(back to the list of all Panda meeting minutes)
Zoom Link
Time
8 am PT
Attendees
Brian Yanny Wei Yang Richard Dubois James Chiang Wen Guan Mikolaj Kowalik Edward Karavakis Michelle Gower Jen Adelman-Mccarthy Fabio Hernandez Tim Jenness
Regrets
Links
- CM/Panda Interaction: https://confluence.lsstcorp.org/x/f9lGDQ
- Panda Status: link
- Panda team's Rubin Work/Priority List
- CE monitoring at Lancaster: https://lsst.lancs.ac.uk/fabric/
Agenda:
- CM news
- Panda news
- uniform PQ name and batch job name?
- news on using Lancaster monitoring for HammerCloud? can it submit Panda jobs?
- Panda in IDF, show we delete them? How?
- FYI: Update on Panda meets Rucio: discussion in Rucio data replication meeting on deterministic vs non-deterministic RSE
Notes:
- CM News
- Can now use CM tools to submit to multi-DF (before we had to use bare bps commands). However, some features are needed in CM tools. e.g. need scripts to run chain-collection command.

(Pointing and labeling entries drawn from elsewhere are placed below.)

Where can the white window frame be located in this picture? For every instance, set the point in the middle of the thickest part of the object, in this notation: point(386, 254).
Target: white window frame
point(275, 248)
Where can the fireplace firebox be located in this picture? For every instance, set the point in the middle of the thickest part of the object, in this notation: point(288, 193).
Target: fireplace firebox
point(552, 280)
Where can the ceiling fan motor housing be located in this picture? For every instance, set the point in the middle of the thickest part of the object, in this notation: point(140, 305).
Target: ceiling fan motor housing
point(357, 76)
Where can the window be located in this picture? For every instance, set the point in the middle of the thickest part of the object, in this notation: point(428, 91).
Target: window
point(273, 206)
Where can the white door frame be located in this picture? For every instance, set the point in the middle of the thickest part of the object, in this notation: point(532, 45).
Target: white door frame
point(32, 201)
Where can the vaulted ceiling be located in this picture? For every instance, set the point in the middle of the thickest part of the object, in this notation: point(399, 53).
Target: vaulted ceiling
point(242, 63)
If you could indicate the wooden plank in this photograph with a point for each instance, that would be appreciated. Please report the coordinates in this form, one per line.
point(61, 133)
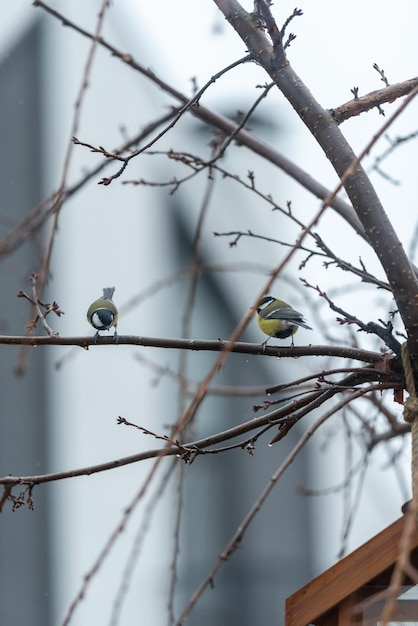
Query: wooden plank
point(346, 576)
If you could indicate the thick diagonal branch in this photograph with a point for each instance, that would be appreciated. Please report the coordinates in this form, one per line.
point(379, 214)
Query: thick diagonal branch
point(321, 124)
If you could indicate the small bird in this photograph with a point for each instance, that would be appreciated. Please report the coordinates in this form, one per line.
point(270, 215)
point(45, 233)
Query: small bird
point(278, 319)
point(103, 314)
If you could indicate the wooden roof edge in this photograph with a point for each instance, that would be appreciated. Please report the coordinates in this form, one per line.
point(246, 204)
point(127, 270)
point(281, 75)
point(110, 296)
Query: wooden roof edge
point(342, 579)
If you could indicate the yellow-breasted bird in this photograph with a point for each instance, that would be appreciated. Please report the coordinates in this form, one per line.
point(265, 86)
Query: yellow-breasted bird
point(102, 314)
point(278, 319)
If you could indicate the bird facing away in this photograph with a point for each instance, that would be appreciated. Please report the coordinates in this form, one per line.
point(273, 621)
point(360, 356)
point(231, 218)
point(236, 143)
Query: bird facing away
point(102, 314)
point(278, 319)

- Working on accessing remote sites directly for debugging purpose.
- See a few job with long wall time >> CPU time.
- more stress test after Panda config changes during winter break? Sierra will try later this week or next week.
- Heartbeat info from payload?
- pipeline team implemented logging infrastructure, and should be turn on
- pilot should monitor this and to avoid killing tasks.

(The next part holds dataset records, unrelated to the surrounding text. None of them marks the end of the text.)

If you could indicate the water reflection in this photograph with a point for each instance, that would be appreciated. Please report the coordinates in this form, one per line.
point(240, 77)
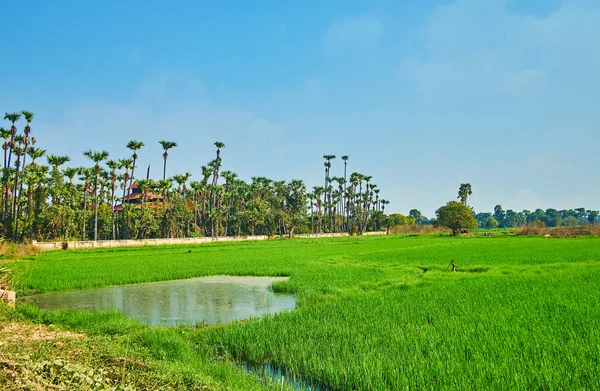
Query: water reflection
point(209, 300)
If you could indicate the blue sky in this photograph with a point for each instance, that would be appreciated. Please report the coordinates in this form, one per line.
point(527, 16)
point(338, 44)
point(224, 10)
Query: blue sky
point(422, 95)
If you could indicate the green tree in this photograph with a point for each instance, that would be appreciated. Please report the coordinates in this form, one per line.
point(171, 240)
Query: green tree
point(295, 203)
point(592, 216)
point(166, 146)
point(464, 192)
point(395, 220)
point(96, 157)
point(416, 216)
point(491, 222)
point(456, 216)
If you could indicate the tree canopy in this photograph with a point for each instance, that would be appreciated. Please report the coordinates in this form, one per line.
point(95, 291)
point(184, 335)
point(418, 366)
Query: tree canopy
point(456, 216)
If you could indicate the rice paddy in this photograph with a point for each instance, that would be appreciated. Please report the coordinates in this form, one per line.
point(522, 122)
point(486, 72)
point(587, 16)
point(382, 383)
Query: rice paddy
point(374, 313)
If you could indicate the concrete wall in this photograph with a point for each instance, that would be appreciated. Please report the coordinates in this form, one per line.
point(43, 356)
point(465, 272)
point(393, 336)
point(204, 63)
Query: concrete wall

- Wen will check and send a message to the pipeline team that we want to configure the logging infrastructure to emit heartbeat every 2h (ideally ~30m).
- Where to set the bps retry? In bps submission yaml. Currently per task? Wen will work on finer granularity.
- Panda News:
- fixed a problem in bps report.
- Event service is not ready yet. Need to fix a panda monitoring problem (Postgres specific).

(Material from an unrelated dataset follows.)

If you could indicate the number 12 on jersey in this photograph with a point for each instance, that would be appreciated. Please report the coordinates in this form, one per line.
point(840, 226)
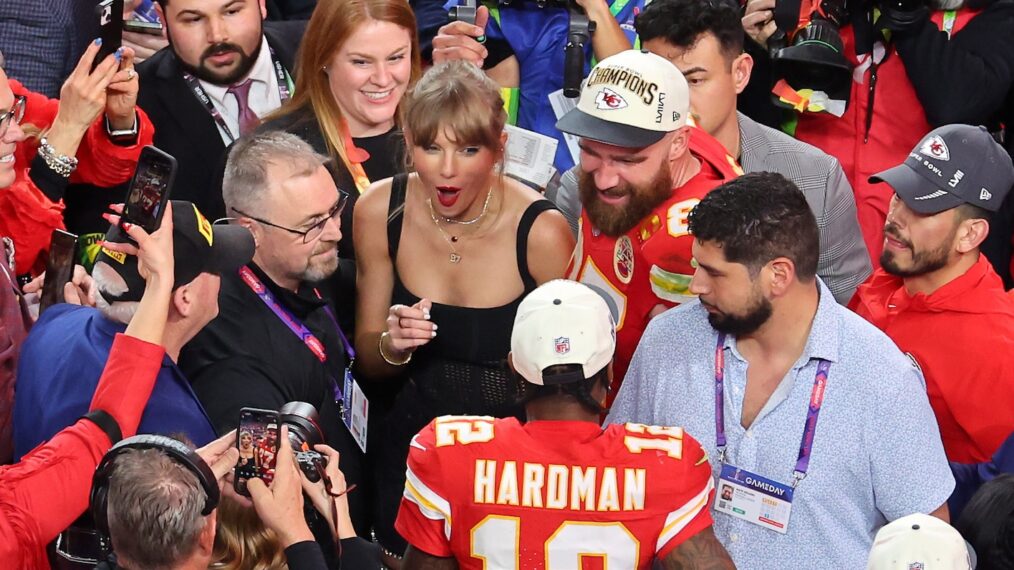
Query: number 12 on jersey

- Readiness probe in k8s (suggested during Panda K8s deployment review) implemented.
- Panda/iDDS accept ping test. Currently probe the web frontend, not the backend agents.
- HammerCloud
- Peter is looking into it, based on Lancaster CE monitoring
- will include pipeline check jobs submitted via Panda.
- Panda meets Rucio
- Steve is working on registering output to Rucio. His script does in-place registration (avoid copying/upload). Work with non-deterministic RSEs but the main RSEs are all DF are deterministic.
- Concern about extra info in Rucio DB is using non-deterministic RSEs widely.
- To use deterministic RSE, one question is how to handle Rucio scope.
- To be discussed in Rucio data replication meeting.